I am a social fuck-up, no doubt at all. My boyfriend invited a bunch of people over, people I've known for years, and they're all out on the porch barbeque-ing and drinking and smoking and so on, and I just can't tolerate going out there. I'm not drinking and I want no part in this "social" stuff. When they were eating outside I stood awkwardly inside by myself and ate everything with my hands and then scuttled right back to the computer. I've been among people for almost twenty-four years and I still have no idea how to deal with them. It's awesome. Almost unrelatedly, I think I really hate fun.

My new idea is to write small posts every day instead of long ones sporadically. Let's see how that goes.

Apr 24, 2007

Epiphany of the Week

Evidently, I am being paid to work, not to screw around on the Internet.

Apr 20, 2007

Crazy Sarcastic Rant

Why won't they heat my office? It's cold in here, at least as cold as it is outside, hovering in the low 50s. Thanks, bureaucratic powers-that-be, for an office where it is possible to shiver in a down jacket and a scratchy scarf wrapped several times around the neck. My feet are cold through my shoes; as for my hands, I have to take breaks from typing every few minutes to sit on them lest I get the hypothermy.


Since I am currently in the business of insincerely thanking faceless entities, I thank "fate," "Them," "the Man," etc, for this job I need in order to pay the bills, and for a few reasons besides; and which, I am fake-happy to report, I believe has actively made me dumber, gutted my formerly active imagination, and turned me into a crap writer. And thank you, job, for recently requiring my attentions during my already meager "free" time, which ought to be spent learning calculus.


Thanks, genes + environment = predetermination, or whatever you are, for my being somebody who cannot stomach risk, whose mind goes blank in the company of conspecifics, someone avoidant almost to the point of total crazy.
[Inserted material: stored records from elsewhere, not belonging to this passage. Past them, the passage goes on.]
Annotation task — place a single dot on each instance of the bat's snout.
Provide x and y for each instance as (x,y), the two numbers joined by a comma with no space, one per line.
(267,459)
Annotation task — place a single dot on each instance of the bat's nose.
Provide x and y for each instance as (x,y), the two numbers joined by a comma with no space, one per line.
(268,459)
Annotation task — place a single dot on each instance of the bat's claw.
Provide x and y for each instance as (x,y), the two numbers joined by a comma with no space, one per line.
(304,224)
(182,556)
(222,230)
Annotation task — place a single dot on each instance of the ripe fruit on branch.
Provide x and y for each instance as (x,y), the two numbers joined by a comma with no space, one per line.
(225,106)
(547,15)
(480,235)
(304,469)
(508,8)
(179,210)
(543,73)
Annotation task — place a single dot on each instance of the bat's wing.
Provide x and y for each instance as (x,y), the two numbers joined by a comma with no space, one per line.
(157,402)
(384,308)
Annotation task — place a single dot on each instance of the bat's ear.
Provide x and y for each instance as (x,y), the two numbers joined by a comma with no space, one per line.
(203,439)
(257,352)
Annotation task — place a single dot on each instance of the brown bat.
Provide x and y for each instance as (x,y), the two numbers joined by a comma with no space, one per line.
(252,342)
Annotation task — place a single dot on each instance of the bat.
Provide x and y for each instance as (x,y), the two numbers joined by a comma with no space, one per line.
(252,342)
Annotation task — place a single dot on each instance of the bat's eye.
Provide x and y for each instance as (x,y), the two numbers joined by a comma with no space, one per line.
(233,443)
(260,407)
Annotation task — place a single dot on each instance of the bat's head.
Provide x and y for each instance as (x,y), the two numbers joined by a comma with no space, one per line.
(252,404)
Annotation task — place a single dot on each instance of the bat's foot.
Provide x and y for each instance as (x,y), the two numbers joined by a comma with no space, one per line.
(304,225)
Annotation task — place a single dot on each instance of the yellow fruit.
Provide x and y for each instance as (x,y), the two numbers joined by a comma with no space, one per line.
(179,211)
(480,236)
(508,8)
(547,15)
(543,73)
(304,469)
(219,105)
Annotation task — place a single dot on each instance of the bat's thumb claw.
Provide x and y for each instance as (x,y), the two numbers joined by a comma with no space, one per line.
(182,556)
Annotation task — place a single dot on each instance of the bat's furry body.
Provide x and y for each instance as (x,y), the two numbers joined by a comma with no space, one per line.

Thanks, whatever-you-are, for my few friends. I had dinner with Annika, her mom, and her stepdad yesterday. It was the first time we'd seen each other since her wedding last year. She would hardly eat because her husband wouldn't be "proud" of her if she did. His name is Tyler, and I've known him for years, but she insisted on calling him "my husband," ad nauseam. Unsolicited, she talked on and on about how she didn't need friends, didn't I understand? She needed only her husband, his family, and his friends. She exists only in his [enlightened] penumbra and is perfectly happy about it, so what sort of bigot wouldn't respect this? I was her only friend, the only one, whom she had invited to her wedding. She brought this up, with no provocation, no bridge. The rest of them were simply not worth her time.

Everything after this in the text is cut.